L’Arabie Saoudite est au bord d’un réel changement qui dissimule un vrai risque d’instabilité

Dans ce contexte, Bethan McKernan, envoyé par le journal britannique «The Independent», à Riyad, a déclaré que «l'Arabie Saoudite se trouve sur le bord du changement réel qui dissimule un vrai risque d’instabilité», McKernan s’est demandé «est-ce le nouveau prince héritier sera en mesure de contrôler toutes les forces qui ont submergé au sein du pays et à l’extérieur ?».

Celui qui surveille de près le cheminement des politiques saoudiennes, peut noter une série de défis qui jouent un rôle clé dans la recherche d'une nouvelle identité garantissant la «singularité» et ses privilèges.

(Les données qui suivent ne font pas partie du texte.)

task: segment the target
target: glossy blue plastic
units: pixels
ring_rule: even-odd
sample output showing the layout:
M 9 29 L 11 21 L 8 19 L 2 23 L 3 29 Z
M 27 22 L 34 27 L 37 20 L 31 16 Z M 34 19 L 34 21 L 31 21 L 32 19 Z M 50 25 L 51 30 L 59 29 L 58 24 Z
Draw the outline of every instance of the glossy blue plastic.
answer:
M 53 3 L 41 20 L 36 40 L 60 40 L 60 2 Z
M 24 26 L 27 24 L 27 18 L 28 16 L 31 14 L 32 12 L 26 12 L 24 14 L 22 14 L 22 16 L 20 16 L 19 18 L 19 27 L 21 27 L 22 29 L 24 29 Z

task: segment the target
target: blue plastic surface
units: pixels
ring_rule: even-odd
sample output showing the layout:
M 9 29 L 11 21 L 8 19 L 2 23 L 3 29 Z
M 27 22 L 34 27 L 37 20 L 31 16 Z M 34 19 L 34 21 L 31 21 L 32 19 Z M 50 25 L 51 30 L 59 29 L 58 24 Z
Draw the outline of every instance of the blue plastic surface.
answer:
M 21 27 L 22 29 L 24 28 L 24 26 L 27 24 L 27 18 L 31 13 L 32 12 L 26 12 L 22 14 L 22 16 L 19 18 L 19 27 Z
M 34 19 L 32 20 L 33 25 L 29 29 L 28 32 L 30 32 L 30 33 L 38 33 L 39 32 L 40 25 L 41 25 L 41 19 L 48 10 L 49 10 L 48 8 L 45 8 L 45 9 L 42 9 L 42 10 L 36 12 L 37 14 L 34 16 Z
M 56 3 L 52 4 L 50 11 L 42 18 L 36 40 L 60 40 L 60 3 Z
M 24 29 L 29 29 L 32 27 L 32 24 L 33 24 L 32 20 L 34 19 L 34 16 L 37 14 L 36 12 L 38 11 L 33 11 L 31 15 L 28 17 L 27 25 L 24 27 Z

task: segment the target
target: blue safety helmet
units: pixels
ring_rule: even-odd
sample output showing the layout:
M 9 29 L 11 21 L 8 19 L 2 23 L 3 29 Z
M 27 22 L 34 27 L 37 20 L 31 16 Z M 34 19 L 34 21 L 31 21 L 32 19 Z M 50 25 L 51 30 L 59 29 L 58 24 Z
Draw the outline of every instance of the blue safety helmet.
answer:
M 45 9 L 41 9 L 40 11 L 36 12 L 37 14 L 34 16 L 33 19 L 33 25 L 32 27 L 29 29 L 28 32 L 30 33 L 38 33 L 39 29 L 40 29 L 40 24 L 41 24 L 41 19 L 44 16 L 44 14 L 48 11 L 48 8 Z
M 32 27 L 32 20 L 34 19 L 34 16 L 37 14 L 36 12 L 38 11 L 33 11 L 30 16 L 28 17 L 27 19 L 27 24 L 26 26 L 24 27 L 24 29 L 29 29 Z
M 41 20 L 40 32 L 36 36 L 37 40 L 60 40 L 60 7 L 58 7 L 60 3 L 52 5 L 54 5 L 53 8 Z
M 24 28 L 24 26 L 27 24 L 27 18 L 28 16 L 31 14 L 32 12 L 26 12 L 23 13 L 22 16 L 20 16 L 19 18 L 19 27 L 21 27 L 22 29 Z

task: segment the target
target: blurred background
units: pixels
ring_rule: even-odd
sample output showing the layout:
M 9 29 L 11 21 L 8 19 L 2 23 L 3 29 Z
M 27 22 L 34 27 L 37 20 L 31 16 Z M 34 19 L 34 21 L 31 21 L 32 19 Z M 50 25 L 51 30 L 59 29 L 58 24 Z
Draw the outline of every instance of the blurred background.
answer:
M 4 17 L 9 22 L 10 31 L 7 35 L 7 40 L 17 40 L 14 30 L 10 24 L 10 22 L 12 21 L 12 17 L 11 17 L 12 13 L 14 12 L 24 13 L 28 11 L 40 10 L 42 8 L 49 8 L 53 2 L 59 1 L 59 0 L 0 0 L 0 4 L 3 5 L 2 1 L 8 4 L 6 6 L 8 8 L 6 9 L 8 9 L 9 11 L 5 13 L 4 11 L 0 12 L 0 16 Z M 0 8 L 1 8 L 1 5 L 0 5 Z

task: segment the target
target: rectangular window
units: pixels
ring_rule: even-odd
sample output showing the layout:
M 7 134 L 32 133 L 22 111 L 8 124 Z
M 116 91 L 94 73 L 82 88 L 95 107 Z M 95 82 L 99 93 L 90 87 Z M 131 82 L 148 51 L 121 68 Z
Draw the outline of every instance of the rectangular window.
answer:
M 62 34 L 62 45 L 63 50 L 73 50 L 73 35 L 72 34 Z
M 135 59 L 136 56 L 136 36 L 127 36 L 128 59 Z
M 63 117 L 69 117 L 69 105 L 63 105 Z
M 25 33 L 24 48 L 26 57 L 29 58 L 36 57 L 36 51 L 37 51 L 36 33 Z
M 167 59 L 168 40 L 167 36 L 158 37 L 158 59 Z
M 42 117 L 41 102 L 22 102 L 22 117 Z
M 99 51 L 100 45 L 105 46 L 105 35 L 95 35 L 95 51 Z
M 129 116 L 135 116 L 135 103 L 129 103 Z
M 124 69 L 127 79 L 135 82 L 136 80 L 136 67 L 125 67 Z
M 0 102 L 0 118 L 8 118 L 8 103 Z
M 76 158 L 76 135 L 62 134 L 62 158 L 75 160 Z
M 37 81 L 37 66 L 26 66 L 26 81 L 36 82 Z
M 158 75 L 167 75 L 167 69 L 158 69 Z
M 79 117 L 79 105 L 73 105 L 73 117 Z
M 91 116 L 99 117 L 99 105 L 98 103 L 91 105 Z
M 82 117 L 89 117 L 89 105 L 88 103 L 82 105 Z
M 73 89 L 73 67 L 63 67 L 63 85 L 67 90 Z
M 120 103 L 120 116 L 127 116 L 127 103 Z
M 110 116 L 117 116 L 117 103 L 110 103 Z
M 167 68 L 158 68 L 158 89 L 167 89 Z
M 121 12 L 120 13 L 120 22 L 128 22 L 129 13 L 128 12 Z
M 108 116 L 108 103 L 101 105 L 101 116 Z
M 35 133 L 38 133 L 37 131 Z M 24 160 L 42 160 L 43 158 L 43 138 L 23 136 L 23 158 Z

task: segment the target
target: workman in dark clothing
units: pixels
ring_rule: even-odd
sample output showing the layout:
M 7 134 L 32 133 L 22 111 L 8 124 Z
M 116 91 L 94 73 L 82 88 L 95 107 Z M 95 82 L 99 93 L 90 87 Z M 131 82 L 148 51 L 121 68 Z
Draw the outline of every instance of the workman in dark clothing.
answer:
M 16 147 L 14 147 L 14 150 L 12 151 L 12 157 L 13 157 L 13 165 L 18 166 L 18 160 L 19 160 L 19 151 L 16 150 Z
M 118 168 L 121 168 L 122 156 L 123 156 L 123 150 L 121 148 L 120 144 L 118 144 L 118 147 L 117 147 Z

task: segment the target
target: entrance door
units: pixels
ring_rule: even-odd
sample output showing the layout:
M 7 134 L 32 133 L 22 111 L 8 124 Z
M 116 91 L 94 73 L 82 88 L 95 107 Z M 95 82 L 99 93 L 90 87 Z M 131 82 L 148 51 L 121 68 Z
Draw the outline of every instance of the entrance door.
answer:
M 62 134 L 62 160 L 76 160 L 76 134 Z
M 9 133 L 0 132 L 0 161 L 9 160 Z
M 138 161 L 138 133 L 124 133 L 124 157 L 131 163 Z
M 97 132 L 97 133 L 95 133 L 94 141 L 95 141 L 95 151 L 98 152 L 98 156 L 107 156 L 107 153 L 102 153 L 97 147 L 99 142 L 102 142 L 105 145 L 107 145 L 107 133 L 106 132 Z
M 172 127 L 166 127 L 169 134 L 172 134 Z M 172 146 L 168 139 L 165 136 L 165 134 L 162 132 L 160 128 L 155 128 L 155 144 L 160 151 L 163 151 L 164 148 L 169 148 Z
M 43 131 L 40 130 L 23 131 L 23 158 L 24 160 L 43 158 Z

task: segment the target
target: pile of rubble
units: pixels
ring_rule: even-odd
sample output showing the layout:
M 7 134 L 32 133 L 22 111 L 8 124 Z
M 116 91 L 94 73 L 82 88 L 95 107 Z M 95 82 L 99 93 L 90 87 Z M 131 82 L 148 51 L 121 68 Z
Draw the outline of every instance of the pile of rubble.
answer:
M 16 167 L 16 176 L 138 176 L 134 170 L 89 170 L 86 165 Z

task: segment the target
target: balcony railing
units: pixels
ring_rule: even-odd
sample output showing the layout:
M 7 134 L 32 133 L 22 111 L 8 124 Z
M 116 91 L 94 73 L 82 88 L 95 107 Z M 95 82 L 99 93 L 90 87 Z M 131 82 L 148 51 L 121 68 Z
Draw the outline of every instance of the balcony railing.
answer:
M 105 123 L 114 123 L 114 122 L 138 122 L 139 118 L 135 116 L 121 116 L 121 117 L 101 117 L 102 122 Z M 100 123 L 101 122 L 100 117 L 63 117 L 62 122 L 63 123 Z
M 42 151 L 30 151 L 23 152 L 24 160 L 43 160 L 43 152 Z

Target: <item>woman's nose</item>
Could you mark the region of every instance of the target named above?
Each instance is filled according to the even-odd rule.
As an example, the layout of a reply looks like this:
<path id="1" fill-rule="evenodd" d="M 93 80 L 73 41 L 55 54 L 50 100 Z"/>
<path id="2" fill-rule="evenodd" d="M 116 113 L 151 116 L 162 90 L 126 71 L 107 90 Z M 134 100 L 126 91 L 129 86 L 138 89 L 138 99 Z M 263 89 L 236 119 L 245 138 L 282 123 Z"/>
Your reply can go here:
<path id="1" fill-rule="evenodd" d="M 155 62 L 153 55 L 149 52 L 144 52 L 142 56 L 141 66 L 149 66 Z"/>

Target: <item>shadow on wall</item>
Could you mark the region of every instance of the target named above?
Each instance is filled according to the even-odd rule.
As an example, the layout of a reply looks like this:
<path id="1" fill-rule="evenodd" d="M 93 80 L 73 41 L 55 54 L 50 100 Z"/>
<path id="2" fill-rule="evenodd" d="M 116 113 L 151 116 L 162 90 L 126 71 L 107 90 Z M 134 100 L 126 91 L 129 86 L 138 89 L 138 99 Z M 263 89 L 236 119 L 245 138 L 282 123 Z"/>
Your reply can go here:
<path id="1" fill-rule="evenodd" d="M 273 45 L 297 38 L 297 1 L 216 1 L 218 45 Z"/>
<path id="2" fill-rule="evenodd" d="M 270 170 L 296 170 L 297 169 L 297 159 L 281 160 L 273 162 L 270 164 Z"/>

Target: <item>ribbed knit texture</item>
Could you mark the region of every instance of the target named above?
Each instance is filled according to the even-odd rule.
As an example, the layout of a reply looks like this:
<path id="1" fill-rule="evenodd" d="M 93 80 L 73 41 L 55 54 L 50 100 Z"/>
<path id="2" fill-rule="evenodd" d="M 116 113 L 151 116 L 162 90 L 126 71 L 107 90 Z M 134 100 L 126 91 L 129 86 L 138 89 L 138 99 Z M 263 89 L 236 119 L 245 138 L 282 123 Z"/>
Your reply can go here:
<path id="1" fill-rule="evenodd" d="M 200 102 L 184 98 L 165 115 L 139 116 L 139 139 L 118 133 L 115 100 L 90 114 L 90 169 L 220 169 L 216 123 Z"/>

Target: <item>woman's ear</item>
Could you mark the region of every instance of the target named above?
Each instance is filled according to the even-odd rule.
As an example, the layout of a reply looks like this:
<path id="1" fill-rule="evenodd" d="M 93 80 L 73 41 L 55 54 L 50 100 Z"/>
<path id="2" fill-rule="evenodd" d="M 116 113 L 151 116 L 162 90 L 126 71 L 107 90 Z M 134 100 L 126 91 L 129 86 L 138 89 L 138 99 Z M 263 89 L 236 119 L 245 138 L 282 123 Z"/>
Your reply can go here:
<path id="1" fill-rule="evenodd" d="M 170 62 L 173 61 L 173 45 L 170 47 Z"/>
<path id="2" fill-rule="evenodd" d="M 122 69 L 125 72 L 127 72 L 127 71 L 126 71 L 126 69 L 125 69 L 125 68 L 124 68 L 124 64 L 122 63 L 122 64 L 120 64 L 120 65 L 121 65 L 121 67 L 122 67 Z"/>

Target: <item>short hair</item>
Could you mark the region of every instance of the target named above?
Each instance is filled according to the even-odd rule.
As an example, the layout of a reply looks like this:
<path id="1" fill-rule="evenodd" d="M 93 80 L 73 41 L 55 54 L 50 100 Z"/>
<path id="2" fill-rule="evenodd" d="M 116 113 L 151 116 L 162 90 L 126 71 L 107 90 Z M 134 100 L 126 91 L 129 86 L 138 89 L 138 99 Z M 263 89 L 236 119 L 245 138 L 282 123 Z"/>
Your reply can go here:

La succession au trône de la manière dont elle a été faite, puis la «purification» du palais royal et l’élimination de tous les princes adversaires par bin Salman, ont contribué à l'émergence de blocs d'opposition antigouvernementaux qui guettent l'occasion pour se venger. Dans ce contexte, de nombreux Saoudiens concernés par le changement en œuvre dans le Royaume-Uni, croient que les efforts de bin Salman dans la transition vers le libéralisme vise essentiellement à attirer une classe d'élites n’ayant pas d’incubateur dans le Royaume, pour former une marge interne solide garantissant la continuité du pouvoir plus tard.

L’échec du projet Takfiri en Syrie et en Irak, conduit essentiellement par l’Arabie saoudite, associé à l’échec de la guerre au Yémen, a contraint le régime saoudien à s’engager directement dans les efforts américains et israéliens contre l’Iran. Et l'a incité à «coordonner» publiquement avec l'entité israélienne sur le «Deal du siècle» et a poussé le prince héritier à dire à Jeffrey Goldberg, le correspondant du journal «The Atlantic» qu'il «reconnaissait le droit du peuple juif d'avoir son propre état national». (…)

Le régime saoudien défend son existence et estime que son intérêt consiste à se rapprocher de l'entité israélienne pour garantir sa protection.

Ces dilemmes ont des répercussions économiques énormes et sans précédent, et d’autres liées au prestige de l’Etat et du roi. L'Arabie Saoudite a aujourd'hui perdu une grande partie de son influence dans le monde musulman, et les gens ne la voient plus comme avant. Par exemple, l'Arabie Saoudite n'a pas réussi à investir le bombardement répétitif de ses territoires en provenance du Yémen, dans l’influence des gouvernements arabes et islamiques pour les inciter à participer à l’alliance militaire contre le Yémen, et n’a pas pu influencer l’opinion publique arabe à manifester «pour la défense de la terre sainte».

Le régime saoudien défend son existence aujourd'hui. Par conséquent, il estime que son intérêt à ce stade réside dans son rapprochement de l'entité israélienne pour se protéger. Le libéralisme qui «se préoccupe de la vie après la mort», selon Mohammed Al-Cheikh, peut-être pour bin Salman le meilleur moyen «d’éliminer les restes de l'extrémisme dans un avenir proche». En ce qui concerne la situation externe, les choix proposés aux palestiniens par le prince héritier aspirant au trône, pour préserver le caractère «unique» du Royaume et d'assurer la continuité de son leadership, sont soit «d'accepter le processus de paix soit d'arrêter de se plaindre.»